O tratamento correto de informações dos beneficiários constitui uma das grandes metas para a saúde suplementar. Essa questão ganhou primeiro plano nos debates públicos com a recente sanção presidencial da Lei 13.709/2018, chamada Lei Geral de Proteção de Dados (LGPD), que vai entrar em vigor 18 meses após publicação, ocorrida em 14 de agosto de 2018. Ela visa trazer os parâmetros para proteção, uso e compartilhamento de dados pessoais por instituições públicas e privadas no território nacional, não se restringindo às plataformas digitais. Setores que usam dados como insumo, como é o caso das operadoras de saúde, devem se ajustar para adequar às determinações.
A lei teve inspiração no General Data Protection Regulation (GDPR), que entrou em vigor recentemente na União Europeia. Se, por um lado a LGPD trouxe compatibilidade com as legislações de outros países, por outro permaneceram pontos em aberto que podem ocasionar diferentes entendimentos. Devemos analisar criteriosamente o que diz a lei e como pode ser aperfeiçoada.
Em seu Art. 7, ela determina requisitos para o tratamento de dados pessoais, sendo que no inciso I requer o consentimento expresso do titular. O inciso II prevê as ressalvas em hipótese de “cumprimento de obrigação legal ou regulatória pelo controlador”. Mais adiante, os incisos VII e VIII tratam diretamente da administração da saúde, em termos genéricos e que podem suscitar entendimento divergente, vejamos. No inciso VII, determina que o tratamento de dados pode ser feito para “proteção da vida ou da incolumidade física do titular ou de terceiro”, e no inciso VIII, que seja o tratamento de dados para a “tutela da saúde, em procedimento realizado por profissionais da área da saúde ou por entidades sanitárias”. O texto não deixa claro quem são esses profissionais, se exclusivamente médicos, enfermagem e auxiliares, ou se também para cargos administrativos.

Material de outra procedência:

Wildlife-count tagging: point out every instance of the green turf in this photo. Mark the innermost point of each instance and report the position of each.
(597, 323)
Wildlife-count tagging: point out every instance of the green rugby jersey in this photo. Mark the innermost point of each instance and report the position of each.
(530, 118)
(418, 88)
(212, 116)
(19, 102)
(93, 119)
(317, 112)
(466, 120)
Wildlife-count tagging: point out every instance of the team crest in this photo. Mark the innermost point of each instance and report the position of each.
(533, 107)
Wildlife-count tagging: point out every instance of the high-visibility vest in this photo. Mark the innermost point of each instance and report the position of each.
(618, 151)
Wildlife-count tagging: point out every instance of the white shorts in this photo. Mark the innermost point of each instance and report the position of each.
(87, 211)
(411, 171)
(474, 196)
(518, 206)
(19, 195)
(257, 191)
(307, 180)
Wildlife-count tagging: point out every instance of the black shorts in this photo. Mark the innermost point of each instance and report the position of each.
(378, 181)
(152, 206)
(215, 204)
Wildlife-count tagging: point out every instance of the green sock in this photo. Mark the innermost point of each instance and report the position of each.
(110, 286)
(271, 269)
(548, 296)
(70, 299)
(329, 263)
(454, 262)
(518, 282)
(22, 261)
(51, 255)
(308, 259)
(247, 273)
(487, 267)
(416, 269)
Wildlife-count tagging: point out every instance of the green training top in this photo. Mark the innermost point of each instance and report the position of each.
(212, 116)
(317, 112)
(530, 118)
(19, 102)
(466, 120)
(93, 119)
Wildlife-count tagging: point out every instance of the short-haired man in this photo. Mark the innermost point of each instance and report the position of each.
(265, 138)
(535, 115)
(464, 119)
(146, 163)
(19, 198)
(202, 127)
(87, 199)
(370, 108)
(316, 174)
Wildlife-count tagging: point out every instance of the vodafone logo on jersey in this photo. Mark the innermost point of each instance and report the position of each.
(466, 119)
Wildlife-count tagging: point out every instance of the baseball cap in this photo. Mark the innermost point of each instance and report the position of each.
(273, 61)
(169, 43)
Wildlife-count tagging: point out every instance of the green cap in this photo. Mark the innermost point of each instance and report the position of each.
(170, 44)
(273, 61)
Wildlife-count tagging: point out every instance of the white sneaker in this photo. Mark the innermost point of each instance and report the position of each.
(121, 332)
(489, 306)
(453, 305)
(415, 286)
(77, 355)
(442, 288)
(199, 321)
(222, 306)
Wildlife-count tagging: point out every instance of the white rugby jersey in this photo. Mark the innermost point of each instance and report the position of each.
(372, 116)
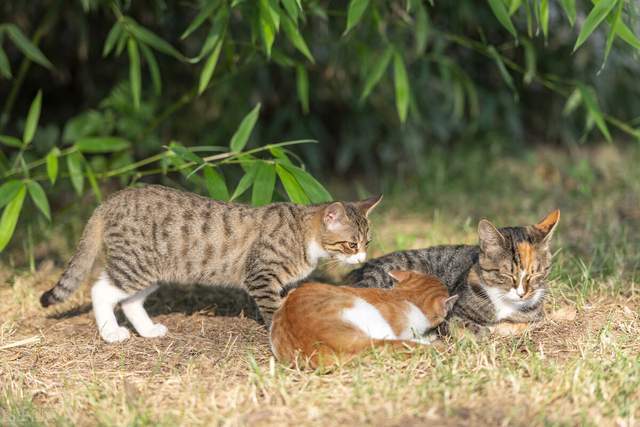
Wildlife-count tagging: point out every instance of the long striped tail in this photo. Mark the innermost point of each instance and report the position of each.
(80, 264)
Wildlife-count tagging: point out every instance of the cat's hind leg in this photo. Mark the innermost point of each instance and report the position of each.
(133, 308)
(104, 297)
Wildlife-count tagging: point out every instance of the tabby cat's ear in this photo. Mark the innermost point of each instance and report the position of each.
(367, 205)
(399, 275)
(491, 240)
(334, 215)
(450, 302)
(548, 225)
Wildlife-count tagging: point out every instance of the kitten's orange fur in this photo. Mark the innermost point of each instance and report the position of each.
(311, 325)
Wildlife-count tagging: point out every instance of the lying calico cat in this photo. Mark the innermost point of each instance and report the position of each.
(502, 279)
(324, 324)
(157, 234)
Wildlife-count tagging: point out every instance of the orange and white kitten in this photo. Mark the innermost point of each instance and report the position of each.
(325, 324)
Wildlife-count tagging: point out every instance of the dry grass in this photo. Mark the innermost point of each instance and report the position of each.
(581, 366)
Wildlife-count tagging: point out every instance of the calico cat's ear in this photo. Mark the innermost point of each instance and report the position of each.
(334, 215)
(366, 206)
(491, 240)
(548, 225)
(399, 275)
(450, 302)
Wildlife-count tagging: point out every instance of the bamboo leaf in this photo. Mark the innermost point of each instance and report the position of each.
(102, 144)
(52, 164)
(215, 183)
(544, 17)
(8, 190)
(114, 35)
(503, 70)
(530, 61)
(292, 8)
(591, 103)
(10, 217)
(246, 181)
(312, 188)
(596, 16)
(25, 45)
(10, 141)
(291, 186)
(32, 119)
(376, 73)
(242, 134)
(569, 7)
(612, 32)
(501, 13)
(39, 198)
(422, 28)
(263, 184)
(354, 13)
(147, 37)
(154, 70)
(267, 25)
(302, 86)
(401, 86)
(202, 16)
(74, 164)
(295, 37)
(134, 72)
(627, 35)
(209, 68)
(91, 177)
(5, 66)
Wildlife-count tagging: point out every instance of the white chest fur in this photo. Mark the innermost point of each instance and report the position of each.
(370, 321)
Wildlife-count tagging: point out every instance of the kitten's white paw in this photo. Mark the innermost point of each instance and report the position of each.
(118, 334)
(158, 330)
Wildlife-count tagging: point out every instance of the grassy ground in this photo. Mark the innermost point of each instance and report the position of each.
(580, 366)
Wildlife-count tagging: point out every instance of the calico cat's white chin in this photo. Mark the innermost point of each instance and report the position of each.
(358, 258)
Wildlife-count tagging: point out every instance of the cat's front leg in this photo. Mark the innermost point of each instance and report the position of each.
(265, 287)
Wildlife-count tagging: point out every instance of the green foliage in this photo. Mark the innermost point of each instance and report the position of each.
(373, 80)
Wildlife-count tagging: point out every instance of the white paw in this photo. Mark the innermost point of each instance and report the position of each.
(118, 334)
(158, 330)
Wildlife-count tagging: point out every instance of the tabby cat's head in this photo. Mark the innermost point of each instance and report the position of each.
(517, 260)
(345, 232)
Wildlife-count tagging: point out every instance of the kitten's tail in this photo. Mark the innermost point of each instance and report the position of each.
(80, 264)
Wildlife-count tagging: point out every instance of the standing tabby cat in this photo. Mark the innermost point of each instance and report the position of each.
(324, 324)
(502, 279)
(157, 234)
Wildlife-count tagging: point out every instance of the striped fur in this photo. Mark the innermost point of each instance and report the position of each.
(503, 278)
(157, 234)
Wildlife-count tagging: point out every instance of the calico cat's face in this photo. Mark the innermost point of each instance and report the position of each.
(345, 230)
(515, 261)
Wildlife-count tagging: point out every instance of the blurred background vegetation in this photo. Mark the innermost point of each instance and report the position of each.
(96, 95)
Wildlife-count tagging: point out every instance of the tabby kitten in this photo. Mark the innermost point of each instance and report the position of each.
(325, 324)
(502, 279)
(156, 234)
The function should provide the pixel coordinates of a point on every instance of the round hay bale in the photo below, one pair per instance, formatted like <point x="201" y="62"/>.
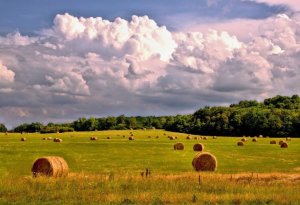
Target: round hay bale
<point x="51" y="166"/>
<point x="57" y="140"/>
<point x="93" y="138"/>
<point x="204" y="161"/>
<point x="179" y="146"/>
<point x="198" y="147"/>
<point x="240" y="143"/>
<point x="284" y="145"/>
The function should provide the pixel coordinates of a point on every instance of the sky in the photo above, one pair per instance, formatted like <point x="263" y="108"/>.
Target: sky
<point x="94" y="58"/>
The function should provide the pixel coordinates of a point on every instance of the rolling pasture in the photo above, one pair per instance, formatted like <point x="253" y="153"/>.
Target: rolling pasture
<point x="109" y="171"/>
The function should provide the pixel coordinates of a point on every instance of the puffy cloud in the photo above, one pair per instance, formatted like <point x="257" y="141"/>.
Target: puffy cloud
<point x="291" y="3"/>
<point x="140" y="37"/>
<point x="6" y="76"/>
<point x="91" y="66"/>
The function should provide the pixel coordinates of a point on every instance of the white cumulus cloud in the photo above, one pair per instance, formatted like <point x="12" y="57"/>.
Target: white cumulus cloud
<point x="92" y="66"/>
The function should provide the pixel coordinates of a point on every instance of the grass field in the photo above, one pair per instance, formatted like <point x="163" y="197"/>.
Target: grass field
<point x="107" y="171"/>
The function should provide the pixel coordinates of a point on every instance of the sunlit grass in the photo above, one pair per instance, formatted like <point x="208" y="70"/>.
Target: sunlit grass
<point x="108" y="171"/>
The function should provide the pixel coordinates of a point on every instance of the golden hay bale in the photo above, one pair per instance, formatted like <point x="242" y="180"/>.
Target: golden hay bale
<point x="198" y="147"/>
<point x="179" y="146"/>
<point x="240" y="143"/>
<point x="51" y="166"/>
<point x="204" y="161"/>
<point x="57" y="140"/>
<point x="284" y="145"/>
<point x="93" y="138"/>
<point x="172" y="138"/>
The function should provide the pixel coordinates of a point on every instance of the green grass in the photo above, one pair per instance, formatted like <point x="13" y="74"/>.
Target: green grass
<point x="108" y="171"/>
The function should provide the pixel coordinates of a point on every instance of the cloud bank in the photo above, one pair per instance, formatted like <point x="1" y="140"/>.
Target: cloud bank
<point x="95" y="67"/>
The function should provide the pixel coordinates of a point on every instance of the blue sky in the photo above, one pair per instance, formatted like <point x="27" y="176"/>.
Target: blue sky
<point x="60" y="60"/>
<point x="32" y="15"/>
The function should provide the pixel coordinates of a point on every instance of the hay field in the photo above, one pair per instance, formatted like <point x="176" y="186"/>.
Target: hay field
<point x="108" y="171"/>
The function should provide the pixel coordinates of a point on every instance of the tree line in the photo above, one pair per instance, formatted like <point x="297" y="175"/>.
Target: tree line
<point x="277" y="116"/>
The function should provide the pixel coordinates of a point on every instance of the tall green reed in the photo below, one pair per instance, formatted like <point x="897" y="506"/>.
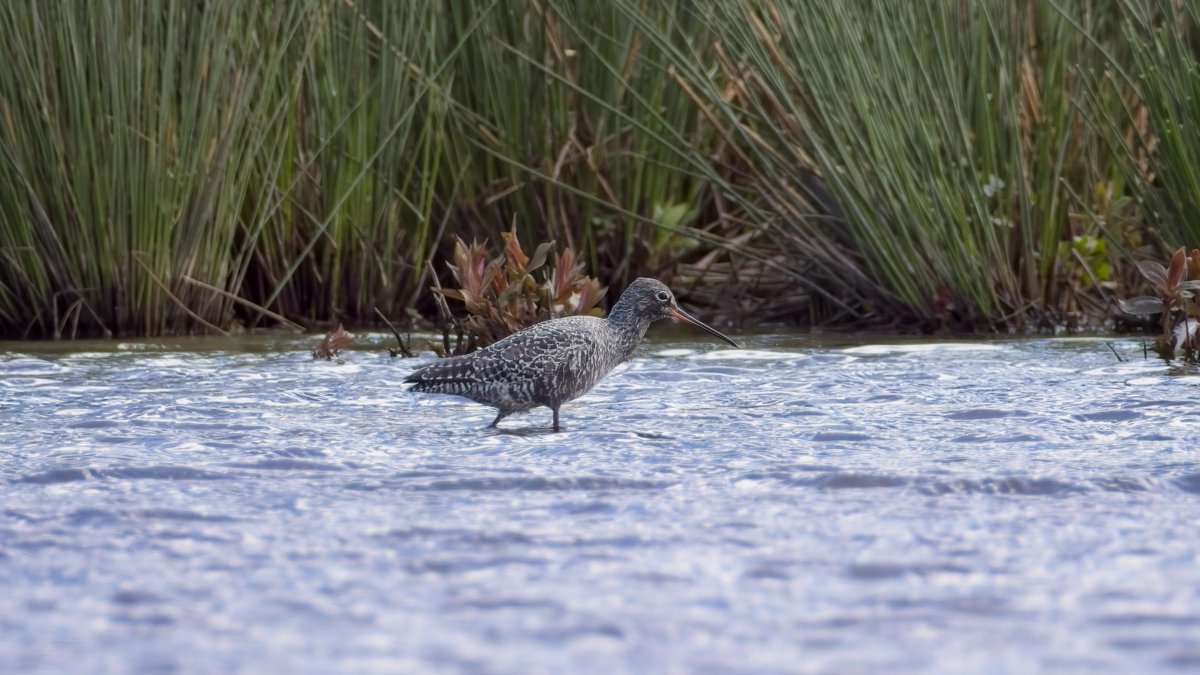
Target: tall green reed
<point x="910" y="156"/>
<point x="129" y="136"/>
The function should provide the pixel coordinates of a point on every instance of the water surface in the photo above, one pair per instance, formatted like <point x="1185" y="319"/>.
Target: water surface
<point x="221" y="507"/>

As hipóteses mencionadas até aqui são reproduzidas na Seção II, que determina os critérios para o tratamento de dados pessoais sensíveis, que são definidos pela lei como “dados sobre origem racial ou étnica, convicção religiosa, opinião política, filiação a sindicato ou a organização de caráter religioso, filosófico ou político, dado referente à saúde ou à vida sexual, dado genético ou biométrico, quando vinculado a uma pessoa natural”. No caso dos dados sensíveis, o consentimento do titular deve ser específico para a finalidade determinada.
No § 4 do Art. 11, é vedada a “comunicação ou uso compartilhado entre controladores de dados pessoais sensíveis referentes à saúde com objetivo de obter vantagem econômica, exceto nos casos de portabilidade de dados quando consentido pelo titular”.
Além disso, o beneficiário possui controle sobre seus dados pessoais. Ele pode solicitar do controlador o acesso e correção dos dados. Podem também exigir “anonimização, bloqueio ou eliminação de dados desnecessários, excessivos ou tratados em desconformidade com o disposto pela lei”.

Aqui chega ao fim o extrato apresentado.